Help with Osteoporosis and Osteopenia

At menopause bone density can drop rapidly. We take a look at these two conditions associated with bone loss, how they differ and what you can do to guard against them.


It is important to understand the difference if your doctor tells you have either osteoporosis or osteopenia. The first is a condition where your bones are weak and are more likely to fracture if you have a fall, whereas if your bones are described as being osteopenic then it simply means that is that they are not as strong as they should be for your age or condition.

There are any number of reasons why you may be vulnerable for either condition and some may well relate to health problems you might have had in the past like anorexia, but there could also be other factors affecting your bones right now.

The good news is that both osteoporosis and osteopenia can be treated and your bone strength can be improved by both slowing the breakdown of old bone and, at the same time, building up new strong bone.

Three important things that to consider to improve your bones.

1 – Taking supplements to make sure that your bones have the correct nutrients in the right balance to build strong new bone.
2 – Regularly taking weight bearing exercise
3 – Checking that your oestrogen/progesterone hormone balance is favourable for the building up of new bone


It used to be thought that we only needed calcium and vitamins D, C and K to build our bones, but this is not true as many nutrients are needed. Yes, we do need calcium but it must be combined with an equal amount of magnesium so that the calcium can be properly used by the bones. If there is too much calcium to magnesium in your diet then it can be deposited in your joints and arteries which you certainly want to avoid. Boron, zinc and silica in small amounts will help to build strong bone as well as the benefits from the Omega 3 Fatty acids.

Rather than taking all these separately there are a number of supplements that have these already combined for you on the market that will contain most of the items here but you will need to take the vitamin C and the Omega 3 separately. It is a good idea to consult a nutritionist so you can have an individual programme designed for you.

Weight-bearing exercise:

There are many options for this, but any exercise that puts impact through your bones is effective. Whatever you choose to do, make sure it is something you enjoy so that you will regularly keep it up. You can go to the gym, play tennis, dance, skip, walk briskly gym or try something different like tai chi or yoga. Another benefit of exercise if you are vulnerable to osteoporosis is that it keeps you supple and so you are less likely to fall and risk breaking a bone.

Hormone balance:

It is a fallacy to believe that it is only oestrogen that is needed for healthy bones. In reality all oestrogen can do is slow bone breakdown, and it certainly cannot help build up new strong bone.

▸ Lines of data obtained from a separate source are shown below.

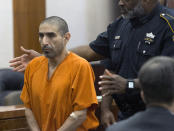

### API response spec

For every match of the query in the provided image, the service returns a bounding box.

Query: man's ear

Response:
[64,32,71,42]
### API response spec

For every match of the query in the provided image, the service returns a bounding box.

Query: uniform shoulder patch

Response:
[160,13,174,33]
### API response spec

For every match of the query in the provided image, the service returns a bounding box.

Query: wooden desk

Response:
[0,105,29,131]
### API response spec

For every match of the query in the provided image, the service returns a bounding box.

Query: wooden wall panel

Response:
[13,0,45,57]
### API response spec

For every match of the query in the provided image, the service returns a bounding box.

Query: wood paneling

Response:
[13,0,45,57]
[0,105,29,131]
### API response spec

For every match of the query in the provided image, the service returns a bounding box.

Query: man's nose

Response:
[42,35,49,44]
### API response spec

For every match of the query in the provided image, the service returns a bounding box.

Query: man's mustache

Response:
[42,45,51,51]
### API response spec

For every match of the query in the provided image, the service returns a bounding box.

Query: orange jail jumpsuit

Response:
[20,52,98,131]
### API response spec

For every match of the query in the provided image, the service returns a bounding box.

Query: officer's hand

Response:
[98,69,127,96]
[9,46,41,72]
[101,110,115,127]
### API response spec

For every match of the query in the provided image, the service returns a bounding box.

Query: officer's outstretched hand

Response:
[101,110,115,127]
[9,46,41,72]
[98,69,127,97]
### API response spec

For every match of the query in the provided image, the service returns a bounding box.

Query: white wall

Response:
[46,0,116,48]
[0,0,13,68]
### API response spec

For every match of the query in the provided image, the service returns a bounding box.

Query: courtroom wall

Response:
[0,0,13,68]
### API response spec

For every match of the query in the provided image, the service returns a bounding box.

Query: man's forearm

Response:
[25,108,40,131]
[57,109,87,131]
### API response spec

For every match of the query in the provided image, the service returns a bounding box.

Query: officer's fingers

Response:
[13,65,24,72]
[20,46,31,54]
[9,56,21,63]
[99,75,113,80]
[18,67,26,72]
[104,69,113,76]
[10,61,22,68]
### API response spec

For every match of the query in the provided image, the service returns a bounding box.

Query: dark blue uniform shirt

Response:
[90,4,174,116]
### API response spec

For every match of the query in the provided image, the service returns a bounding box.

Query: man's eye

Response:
[39,33,44,38]
[47,33,56,38]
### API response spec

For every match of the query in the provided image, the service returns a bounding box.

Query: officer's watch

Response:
[127,79,135,89]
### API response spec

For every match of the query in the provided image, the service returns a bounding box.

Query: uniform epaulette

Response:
[160,13,174,33]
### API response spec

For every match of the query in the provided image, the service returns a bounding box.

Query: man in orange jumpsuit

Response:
[21,16,98,131]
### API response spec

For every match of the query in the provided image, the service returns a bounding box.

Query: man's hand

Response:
[9,46,41,72]
[98,69,127,97]
[101,110,115,127]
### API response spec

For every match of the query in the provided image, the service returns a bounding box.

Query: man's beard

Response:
[42,45,64,59]
[122,2,145,19]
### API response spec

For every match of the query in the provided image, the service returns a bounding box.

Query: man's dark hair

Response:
[138,56,174,105]
[40,16,69,36]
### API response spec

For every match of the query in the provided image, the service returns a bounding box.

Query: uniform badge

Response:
[144,32,155,45]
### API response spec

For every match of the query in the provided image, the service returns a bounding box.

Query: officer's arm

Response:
[70,45,104,61]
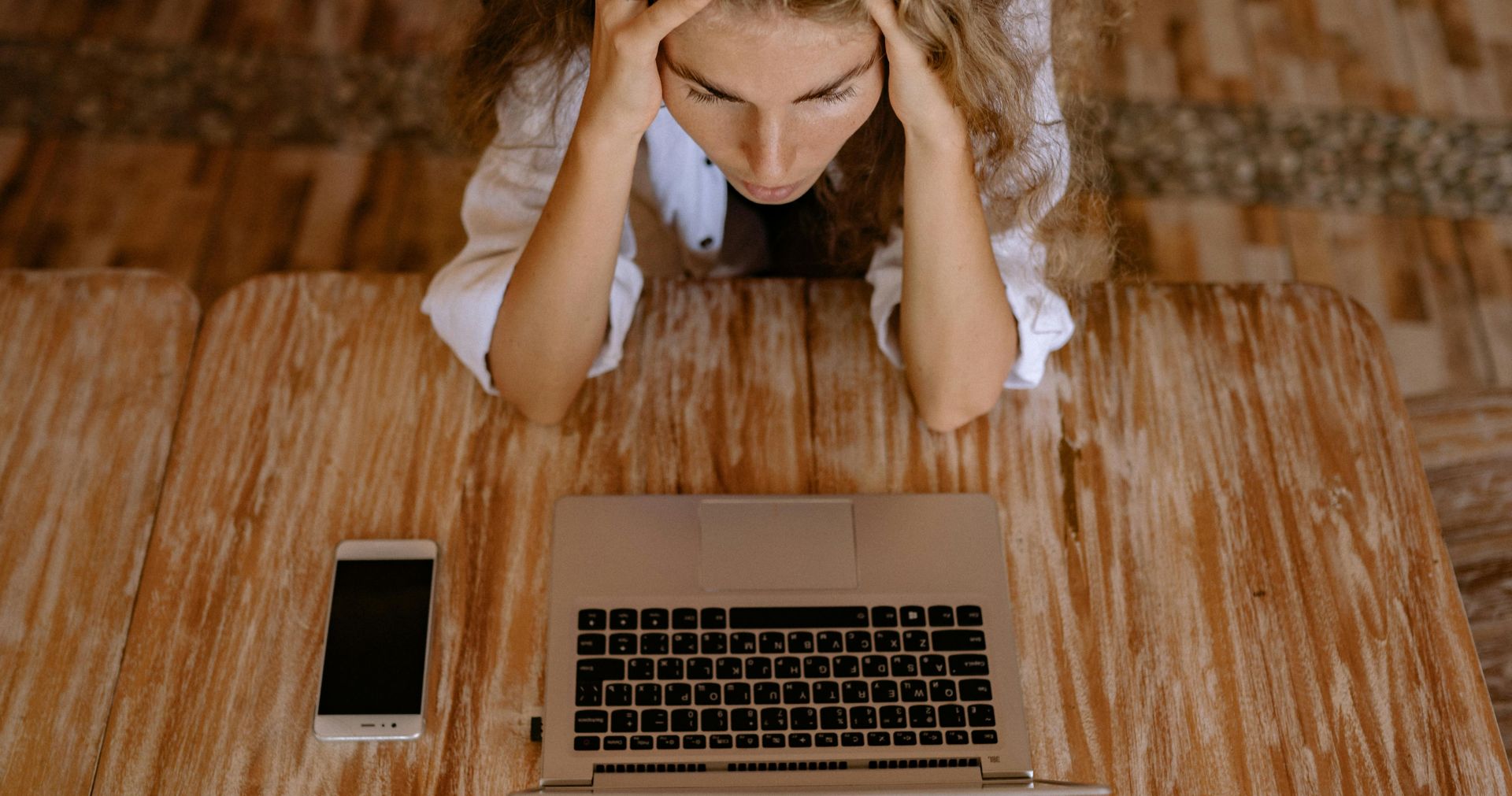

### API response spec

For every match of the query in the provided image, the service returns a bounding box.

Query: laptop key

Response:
[851,705,877,730]
[930,630,988,653]
[756,683,782,705]
[577,658,624,683]
[699,707,728,732]
[960,679,992,702]
[713,657,741,679]
[577,633,610,656]
[603,683,635,707]
[610,633,635,656]
[641,633,667,656]
[724,683,751,705]
[845,630,871,653]
[573,710,610,732]
[950,654,988,676]
[692,683,723,705]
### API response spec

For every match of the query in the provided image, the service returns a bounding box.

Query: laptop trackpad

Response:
[699,498,856,592]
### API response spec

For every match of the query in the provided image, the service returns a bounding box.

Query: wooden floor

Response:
[0,0,1512,761]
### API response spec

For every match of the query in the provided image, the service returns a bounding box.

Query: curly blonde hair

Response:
[447,0,1110,290]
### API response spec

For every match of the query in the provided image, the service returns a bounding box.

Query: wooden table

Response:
[88,275,1509,794]
[0,270,199,794]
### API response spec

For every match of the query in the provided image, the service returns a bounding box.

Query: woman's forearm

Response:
[898,133,1017,431]
[488,127,639,423]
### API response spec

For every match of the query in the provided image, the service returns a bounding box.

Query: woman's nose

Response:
[744,117,795,187]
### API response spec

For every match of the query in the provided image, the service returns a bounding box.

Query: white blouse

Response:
[421,0,1073,394]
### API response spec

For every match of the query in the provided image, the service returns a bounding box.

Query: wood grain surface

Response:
[0,270,199,794]
[98,275,1509,793]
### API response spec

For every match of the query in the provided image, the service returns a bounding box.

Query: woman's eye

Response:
[820,86,856,102]
[688,87,724,102]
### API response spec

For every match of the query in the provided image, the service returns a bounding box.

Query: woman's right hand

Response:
[577,0,710,142]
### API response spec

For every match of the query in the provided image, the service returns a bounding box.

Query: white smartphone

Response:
[314,539,435,740]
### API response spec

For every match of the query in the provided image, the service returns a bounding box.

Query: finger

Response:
[635,0,712,43]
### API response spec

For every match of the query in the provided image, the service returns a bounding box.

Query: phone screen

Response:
[316,559,435,716]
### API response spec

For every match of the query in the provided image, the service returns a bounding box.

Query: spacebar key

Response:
[730,605,871,630]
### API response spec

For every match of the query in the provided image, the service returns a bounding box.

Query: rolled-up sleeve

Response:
[866,0,1075,390]
[421,62,644,396]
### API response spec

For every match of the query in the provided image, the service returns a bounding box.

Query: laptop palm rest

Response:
[699,498,856,592]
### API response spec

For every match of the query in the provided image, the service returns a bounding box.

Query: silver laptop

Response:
[520,494,1110,794]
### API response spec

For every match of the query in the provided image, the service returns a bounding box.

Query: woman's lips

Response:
[741,180,799,202]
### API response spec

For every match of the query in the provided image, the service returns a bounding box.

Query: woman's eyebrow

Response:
[667,46,881,102]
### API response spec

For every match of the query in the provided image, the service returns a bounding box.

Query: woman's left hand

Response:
[866,0,968,143]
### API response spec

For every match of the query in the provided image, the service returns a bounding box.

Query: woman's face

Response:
[658,3,883,204]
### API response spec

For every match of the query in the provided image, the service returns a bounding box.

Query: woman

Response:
[422,0,1072,431]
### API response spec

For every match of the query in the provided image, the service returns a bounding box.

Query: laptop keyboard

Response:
[573,605,998,750]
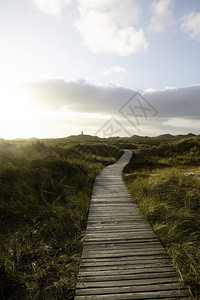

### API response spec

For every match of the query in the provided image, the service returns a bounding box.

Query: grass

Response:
[0,140,121,300]
[124,141,200,299]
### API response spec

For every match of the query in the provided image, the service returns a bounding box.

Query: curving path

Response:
[74,150,190,300]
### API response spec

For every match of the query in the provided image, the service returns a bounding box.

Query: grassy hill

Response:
[0,134,200,300]
[0,139,121,300]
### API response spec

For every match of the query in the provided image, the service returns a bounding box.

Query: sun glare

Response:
[0,84,39,139]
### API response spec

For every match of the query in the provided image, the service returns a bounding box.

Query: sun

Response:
[0,84,39,139]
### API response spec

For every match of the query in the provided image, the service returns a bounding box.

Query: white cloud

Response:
[33,0,71,17]
[149,0,174,32]
[75,0,148,56]
[101,66,127,76]
[181,12,200,42]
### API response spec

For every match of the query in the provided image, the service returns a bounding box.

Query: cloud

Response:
[18,79,200,136]
[75,0,148,56]
[149,0,174,33]
[181,12,200,42]
[33,0,71,17]
[101,66,127,76]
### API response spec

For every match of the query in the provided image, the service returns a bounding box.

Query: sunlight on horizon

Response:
[0,83,47,139]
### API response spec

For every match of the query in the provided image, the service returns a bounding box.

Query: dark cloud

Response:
[23,80,200,119]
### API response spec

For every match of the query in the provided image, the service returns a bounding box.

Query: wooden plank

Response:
[74,151,190,300]
[75,290,191,300]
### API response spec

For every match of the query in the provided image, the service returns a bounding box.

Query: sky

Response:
[0,0,200,139]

HRT is often suggested to help with osteoporosis, but the problem here is that the oestrogen will slow down bone breakdown, but he bone only stays there while you take the oestrogen in the HRT. When you stop, then you lose all the retained bone and a further problem is that even if you keep taking oestrogen over time, this retained bone becomes old and brittle.

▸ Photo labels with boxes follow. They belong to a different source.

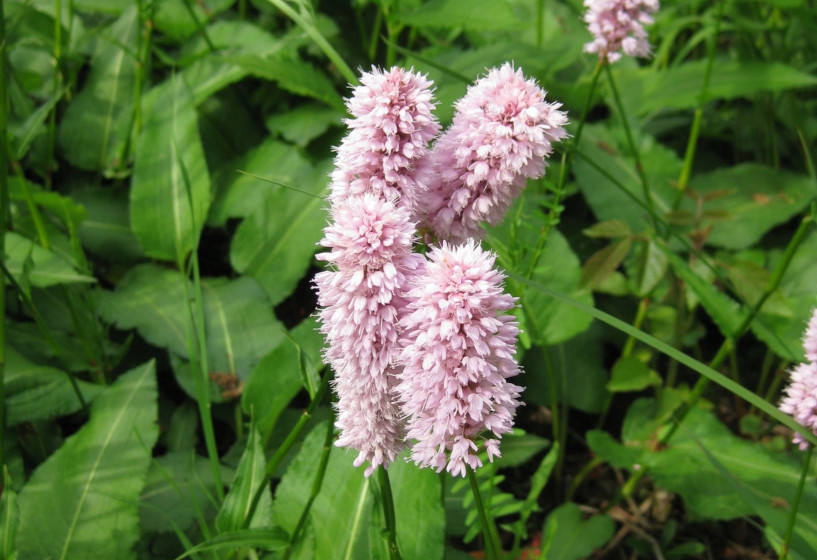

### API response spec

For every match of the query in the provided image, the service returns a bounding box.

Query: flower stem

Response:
[377,467,403,560]
[780,445,814,560]
[465,467,502,560]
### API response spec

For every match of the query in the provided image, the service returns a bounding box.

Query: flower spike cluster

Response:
[779,309,817,449]
[315,64,567,476]
[584,0,658,63]
[420,63,567,242]
[397,240,522,476]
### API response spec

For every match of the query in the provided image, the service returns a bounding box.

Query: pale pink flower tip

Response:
[397,240,522,476]
[803,309,817,362]
[418,63,567,242]
[330,66,440,212]
[584,0,658,62]
[780,362,817,449]
[315,194,423,476]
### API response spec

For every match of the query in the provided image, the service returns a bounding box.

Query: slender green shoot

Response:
[283,416,335,560]
[465,467,502,560]
[268,0,360,86]
[780,445,814,560]
[675,0,726,201]
[244,370,332,528]
[604,64,658,229]
[377,467,403,560]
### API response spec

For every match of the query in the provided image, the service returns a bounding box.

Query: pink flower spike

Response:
[397,240,522,476]
[330,66,440,213]
[780,362,817,449]
[803,308,817,362]
[315,194,423,476]
[584,0,659,63]
[418,63,567,242]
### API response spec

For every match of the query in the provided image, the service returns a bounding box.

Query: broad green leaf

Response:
[59,4,140,171]
[272,423,372,560]
[216,425,272,533]
[71,187,144,262]
[607,356,661,393]
[681,163,815,250]
[139,449,233,533]
[573,124,682,233]
[208,140,313,226]
[171,529,288,560]
[18,362,158,560]
[0,465,20,560]
[101,264,283,394]
[3,347,104,426]
[5,231,96,288]
[399,0,529,31]
[130,77,210,262]
[265,103,344,148]
[230,158,328,305]
[542,502,615,560]
[389,460,445,560]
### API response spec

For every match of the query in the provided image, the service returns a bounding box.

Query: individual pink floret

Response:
[780,362,817,449]
[330,66,440,213]
[397,240,522,476]
[803,309,817,362]
[315,194,423,476]
[584,0,658,62]
[419,63,567,242]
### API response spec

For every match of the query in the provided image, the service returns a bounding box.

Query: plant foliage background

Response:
[0,0,817,559]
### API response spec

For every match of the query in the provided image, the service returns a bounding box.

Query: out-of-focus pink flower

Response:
[330,66,440,212]
[418,63,567,242]
[397,240,522,476]
[780,362,817,449]
[803,309,817,362]
[584,0,658,62]
[315,193,423,476]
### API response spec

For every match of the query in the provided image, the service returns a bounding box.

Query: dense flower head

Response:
[418,63,567,242]
[330,66,440,212]
[803,309,817,362]
[780,362,817,449]
[315,193,423,476]
[397,240,522,476]
[584,0,658,62]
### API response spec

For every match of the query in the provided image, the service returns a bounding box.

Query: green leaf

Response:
[139,449,233,534]
[265,103,344,148]
[171,529,289,560]
[130,77,210,262]
[5,231,96,288]
[607,356,661,393]
[230,158,328,305]
[681,163,815,250]
[389,460,445,560]
[3,347,104,426]
[399,0,523,31]
[18,362,158,559]
[216,425,272,533]
[59,4,139,171]
[0,465,20,560]
[272,423,372,560]
[542,502,615,560]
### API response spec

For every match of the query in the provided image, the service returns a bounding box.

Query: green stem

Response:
[525,59,605,278]
[0,2,9,469]
[465,467,502,560]
[268,0,359,86]
[780,445,814,560]
[283,417,335,560]
[604,64,658,230]
[244,370,332,529]
[674,0,726,202]
[377,467,403,560]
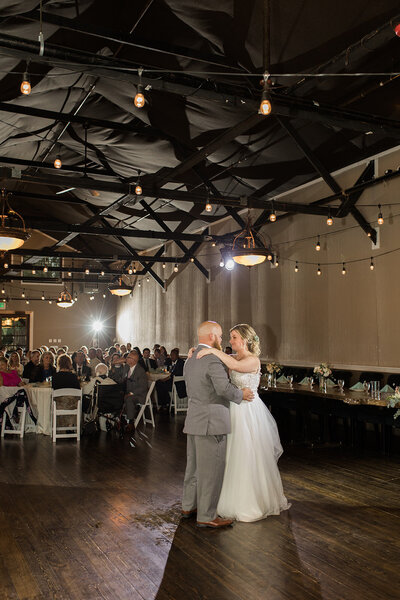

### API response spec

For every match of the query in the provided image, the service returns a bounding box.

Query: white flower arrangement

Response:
[387,388,400,419]
[314,363,332,377]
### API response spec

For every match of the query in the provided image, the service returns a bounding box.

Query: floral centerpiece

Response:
[387,388,400,419]
[314,363,332,377]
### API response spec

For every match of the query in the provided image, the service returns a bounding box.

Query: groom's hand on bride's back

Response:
[242,388,254,402]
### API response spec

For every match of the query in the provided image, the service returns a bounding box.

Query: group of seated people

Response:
[0,343,186,421]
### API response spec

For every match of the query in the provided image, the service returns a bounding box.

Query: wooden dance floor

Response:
[0,415,400,600]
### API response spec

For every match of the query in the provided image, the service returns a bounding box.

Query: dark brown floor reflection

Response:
[0,415,400,600]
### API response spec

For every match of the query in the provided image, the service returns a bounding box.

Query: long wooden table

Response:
[259,384,400,453]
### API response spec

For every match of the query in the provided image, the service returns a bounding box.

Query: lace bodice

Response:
[231,371,261,393]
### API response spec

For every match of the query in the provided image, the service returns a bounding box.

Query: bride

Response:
[197,324,290,522]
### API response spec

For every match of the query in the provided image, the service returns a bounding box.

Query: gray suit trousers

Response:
[182,434,226,523]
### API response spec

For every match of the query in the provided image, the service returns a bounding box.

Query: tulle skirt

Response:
[217,395,290,522]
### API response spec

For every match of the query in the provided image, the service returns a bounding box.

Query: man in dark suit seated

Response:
[22,350,40,383]
[156,348,186,409]
[74,350,92,381]
[124,350,149,431]
[139,348,157,372]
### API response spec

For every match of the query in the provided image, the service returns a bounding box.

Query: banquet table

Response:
[259,383,400,453]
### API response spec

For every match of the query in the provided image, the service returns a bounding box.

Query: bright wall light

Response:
[93,321,104,332]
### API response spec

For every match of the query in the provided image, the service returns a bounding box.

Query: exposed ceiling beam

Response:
[18,10,240,71]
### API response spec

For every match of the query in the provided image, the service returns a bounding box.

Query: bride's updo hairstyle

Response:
[230,323,261,356]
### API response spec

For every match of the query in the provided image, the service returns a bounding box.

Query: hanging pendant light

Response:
[108,277,132,296]
[221,216,271,267]
[0,189,30,252]
[57,290,74,308]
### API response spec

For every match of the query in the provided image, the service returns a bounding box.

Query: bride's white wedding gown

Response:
[217,371,290,522]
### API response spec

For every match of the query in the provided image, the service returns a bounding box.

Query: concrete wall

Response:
[117,145,400,370]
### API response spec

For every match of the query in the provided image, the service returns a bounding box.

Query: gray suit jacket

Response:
[183,344,243,435]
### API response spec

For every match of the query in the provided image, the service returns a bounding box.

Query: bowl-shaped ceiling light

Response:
[0,189,30,252]
[108,277,132,296]
[57,290,74,308]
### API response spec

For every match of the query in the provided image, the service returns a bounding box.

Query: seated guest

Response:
[153,348,164,368]
[75,350,91,381]
[8,352,24,377]
[0,356,21,387]
[51,354,81,390]
[139,348,157,372]
[124,350,149,432]
[108,352,126,383]
[89,348,102,377]
[156,348,186,408]
[36,350,56,381]
[22,350,40,383]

The only hormone that helps to build up new strong bone is progesterone, and that is not to be confused with the chemical progestogen found in the contraceptive pill and HRT.

Drugs for osteoporosis:

There are certain drugs such as Fosamex that slow bone breakdown, and these can be useful if you have severe osteoporosis, but the problem is the same as with oestrogen. They only have an effect while you take them and this is reversed when you stop. Also the retained bone becomes old and brittle.

There are other osteoporosis drugs that contain strontium, but there is considerable debate about its benefits, either as a medication or a supplement. It makes the bones appear denser on x-rays but this does not necessarily mean they are stronger. It does this because it is a chemical that has a higher atomic weight than calcium and shows up more densely on x-rays.

Helpful information:

The most important thing to remember if you are diagnosed with either osteopenia or osteoporosis is that there is no need to panic. New strong bone can be built up and your bones can be improved. It is not just a case of preventing the condition from worsening, but taking positive action to ensure the best possible conditions for building new, strong and healthy bone.